Figure 6. Late Action of Top3 is Required for Efficient Recombination and Suppression of Ectopic Crossovers

(A) Southern images of crossover (upper panels) and noncrossover (lower panels) analysis from cell subcultures with and without auxin treatment (Top3-AID degradation) at 6.5 hrs and induction of Ndt80 expression at 7 hrs. (B) Quantification of allelic and ectopic crossovers, and noncrossovers from the experiment shown in panel A. Left panels show recombinants as percentage of total hybridizing DNA signal. Right panels show normalized curves to compare the timing of recombinants. (C) Southern blot images of 2D JM analysis. (D) Quantification of individual JM species, total JM levels and normalized JM levels in cells with and without auxin treatment. (E) Quantification of nuclear divisions in the two subcultures. See also Figure S7.

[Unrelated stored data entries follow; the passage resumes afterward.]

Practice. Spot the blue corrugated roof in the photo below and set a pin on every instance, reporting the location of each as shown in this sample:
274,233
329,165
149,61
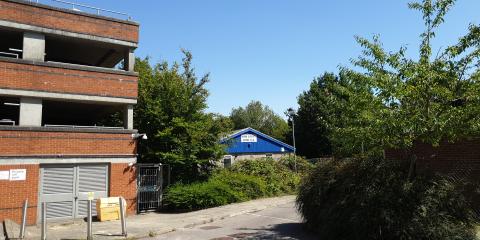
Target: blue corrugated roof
264,143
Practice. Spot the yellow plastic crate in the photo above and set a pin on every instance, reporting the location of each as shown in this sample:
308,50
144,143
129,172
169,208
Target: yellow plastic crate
108,209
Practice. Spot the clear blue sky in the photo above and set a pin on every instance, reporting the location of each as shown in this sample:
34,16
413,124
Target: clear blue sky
270,50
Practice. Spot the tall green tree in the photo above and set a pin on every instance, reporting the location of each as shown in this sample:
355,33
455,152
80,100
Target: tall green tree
333,117
391,100
431,98
171,111
260,117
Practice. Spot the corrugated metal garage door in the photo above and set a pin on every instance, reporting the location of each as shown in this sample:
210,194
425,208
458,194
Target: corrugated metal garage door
65,188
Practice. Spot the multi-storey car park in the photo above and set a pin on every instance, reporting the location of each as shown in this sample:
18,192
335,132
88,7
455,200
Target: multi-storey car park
64,76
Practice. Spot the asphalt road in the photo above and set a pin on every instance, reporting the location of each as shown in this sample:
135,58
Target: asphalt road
282,222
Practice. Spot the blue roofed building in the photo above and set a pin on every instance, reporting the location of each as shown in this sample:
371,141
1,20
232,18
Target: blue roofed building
249,143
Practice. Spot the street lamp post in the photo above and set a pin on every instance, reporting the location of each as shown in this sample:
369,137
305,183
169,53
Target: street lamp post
291,113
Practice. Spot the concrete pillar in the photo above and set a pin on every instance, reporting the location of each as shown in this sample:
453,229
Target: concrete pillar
34,46
30,112
128,117
129,61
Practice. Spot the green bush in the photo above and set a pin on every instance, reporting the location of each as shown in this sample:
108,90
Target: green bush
249,187
279,178
224,187
303,166
372,199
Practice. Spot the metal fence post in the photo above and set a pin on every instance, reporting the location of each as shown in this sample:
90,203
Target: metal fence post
89,220
24,219
44,221
123,221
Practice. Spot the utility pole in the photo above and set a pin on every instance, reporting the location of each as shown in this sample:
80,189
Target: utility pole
291,113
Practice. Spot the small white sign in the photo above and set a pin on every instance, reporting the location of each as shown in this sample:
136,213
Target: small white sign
4,175
248,138
90,195
18,174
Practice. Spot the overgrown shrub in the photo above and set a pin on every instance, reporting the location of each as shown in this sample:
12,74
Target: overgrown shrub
222,188
372,199
279,178
303,166
249,187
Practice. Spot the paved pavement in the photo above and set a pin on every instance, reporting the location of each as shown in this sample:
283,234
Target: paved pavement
154,224
281,222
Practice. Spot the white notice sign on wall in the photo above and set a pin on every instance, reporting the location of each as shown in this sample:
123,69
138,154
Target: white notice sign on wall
248,138
18,174
4,175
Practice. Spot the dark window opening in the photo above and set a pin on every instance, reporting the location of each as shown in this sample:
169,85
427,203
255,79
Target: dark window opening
69,114
11,43
9,111
83,52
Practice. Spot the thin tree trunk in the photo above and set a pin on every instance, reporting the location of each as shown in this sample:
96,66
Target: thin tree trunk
412,169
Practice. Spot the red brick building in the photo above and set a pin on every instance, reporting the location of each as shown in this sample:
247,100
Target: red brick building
65,77
460,159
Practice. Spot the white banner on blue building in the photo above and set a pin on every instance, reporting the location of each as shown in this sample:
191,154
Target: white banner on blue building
248,138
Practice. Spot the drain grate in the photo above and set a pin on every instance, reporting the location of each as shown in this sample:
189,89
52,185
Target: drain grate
210,227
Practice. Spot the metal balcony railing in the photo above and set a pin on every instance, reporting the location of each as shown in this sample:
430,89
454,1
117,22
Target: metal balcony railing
78,7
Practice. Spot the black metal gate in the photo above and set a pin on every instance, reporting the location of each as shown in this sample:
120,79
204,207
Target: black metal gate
151,180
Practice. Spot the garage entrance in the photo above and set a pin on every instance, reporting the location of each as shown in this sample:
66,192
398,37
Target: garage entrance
65,188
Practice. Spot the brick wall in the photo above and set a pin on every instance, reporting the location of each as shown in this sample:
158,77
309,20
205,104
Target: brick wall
123,183
60,80
460,159
67,21
27,143
13,193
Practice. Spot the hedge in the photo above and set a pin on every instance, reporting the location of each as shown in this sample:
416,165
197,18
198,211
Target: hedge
373,199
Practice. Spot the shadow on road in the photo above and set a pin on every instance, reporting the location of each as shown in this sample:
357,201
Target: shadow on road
287,231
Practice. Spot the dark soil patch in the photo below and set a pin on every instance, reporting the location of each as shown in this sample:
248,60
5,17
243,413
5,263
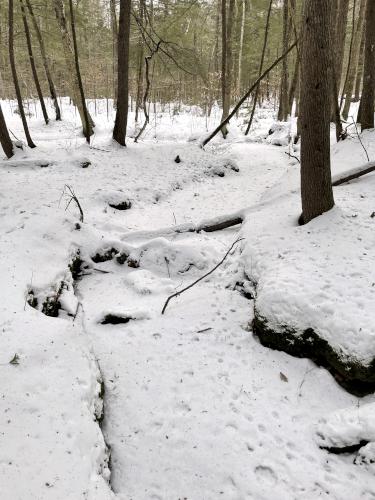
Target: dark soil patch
356,378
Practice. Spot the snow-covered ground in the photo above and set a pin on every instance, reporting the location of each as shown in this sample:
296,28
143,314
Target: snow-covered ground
194,406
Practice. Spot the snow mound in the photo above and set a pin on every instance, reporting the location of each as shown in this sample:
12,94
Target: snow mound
279,134
316,283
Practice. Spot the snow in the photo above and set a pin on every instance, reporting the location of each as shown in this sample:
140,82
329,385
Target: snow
194,406
317,276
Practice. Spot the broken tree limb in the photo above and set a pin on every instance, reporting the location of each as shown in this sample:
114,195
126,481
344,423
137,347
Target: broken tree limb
199,279
208,226
337,180
243,99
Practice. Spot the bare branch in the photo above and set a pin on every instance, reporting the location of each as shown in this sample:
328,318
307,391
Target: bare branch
199,279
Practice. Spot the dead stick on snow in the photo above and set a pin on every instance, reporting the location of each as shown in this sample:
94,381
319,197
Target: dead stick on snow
199,279
73,197
251,89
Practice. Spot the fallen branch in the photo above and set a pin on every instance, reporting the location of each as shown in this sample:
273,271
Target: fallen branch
248,93
359,138
208,226
354,174
72,197
199,279
147,90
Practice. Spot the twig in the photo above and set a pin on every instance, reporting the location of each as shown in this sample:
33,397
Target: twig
201,278
248,93
14,135
99,149
359,138
74,198
292,156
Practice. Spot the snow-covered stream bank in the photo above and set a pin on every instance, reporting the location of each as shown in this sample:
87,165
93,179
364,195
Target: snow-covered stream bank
195,407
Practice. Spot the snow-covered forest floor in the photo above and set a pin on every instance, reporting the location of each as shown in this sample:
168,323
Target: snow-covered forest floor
194,406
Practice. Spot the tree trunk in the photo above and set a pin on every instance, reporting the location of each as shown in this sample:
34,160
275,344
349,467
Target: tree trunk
114,45
358,82
72,69
260,66
32,63
224,62
138,101
45,61
316,78
88,121
119,131
240,51
368,95
284,86
341,23
15,77
352,72
5,141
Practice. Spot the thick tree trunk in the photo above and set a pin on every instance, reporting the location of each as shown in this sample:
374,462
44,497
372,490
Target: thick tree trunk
368,92
43,53
352,71
32,63
316,80
72,72
5,141
119,131
15,77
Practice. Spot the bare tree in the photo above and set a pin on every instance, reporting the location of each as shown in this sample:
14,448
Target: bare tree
113,16
256,93
353,65
43,53
316,79
32,63
284,86
368,94
5,141
72,66
226,57
119,131
15,76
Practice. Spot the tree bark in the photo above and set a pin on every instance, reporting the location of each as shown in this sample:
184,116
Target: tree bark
256,94
119,131
138,101
32,63
15,76
284,86
114,45
240,51
368,92
341,23
358,82
43,53
88,122
352,71
72,69
224,62
316,80
5,141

Figure 7. Roles of the Top3-Rmi1 Single-Strand Decatenase in Meiosis

(A) Pathways of meiotic recombination highlighting the prevalent role of STR’s compound helicase-decatenase activity in regulating JM formation; and the late role of the TR decatenase in removing recombination-dependent entanglements. STR dissolves nascent and extended D-loops to reset DSBs. This process will reverse unproductive and excessive strand exchanges allowing DSBs to either engage in new rounds of strand invasion, or to anneal. Annealing can occur either as part of the SDSA process to form Ndt80/Cdc5-independent noncrossovers, or during second-end capture to form dHJ crossover precursors (Lao et al., 2008). The latter involves stabilization by ZMM proteins, such as MutSγ (Msh4-Msh5), which protect crossover-designated dHJs from STR-mediated dissolution. Crossover-specific resolution requires Cdc5/Plk1 and the Exo1-MutLγ ensemble. By dissolving nascent JMs, STR limits accumulation of off-pathway JMs that include mcJMs, trapped and dead-end intermediates, topologically-entrapped JMs, and structures that require resolution by the structure-selective endonucleases. Resolution of such structures involves Cdc5/Plk1, which generally activates JM resolution and directly activates Mus81-Mms4 (Matos et al., 2011). By promoting disassembly of synaptonemal complexes, Cdc5/Plk1 may also expose trapped JMs to the TR decatenase and the structure-selective endonucleases. A subset of noncrossovers derive from Cdc5/Plk1-dependent dissolution by TR. Resolution of some off-pathway JMs may require collaboration of TR and the structure-selective endonucleases, as indicated by the dashed arrow. At late stages, the TR decatenase may act broadly to remove residual entanglements from all JMs. (B) Potential topological constraints and complexities in meiotic JMs that might necessitate a general requirement for the Top3-Rmi1 single-strand decatenase.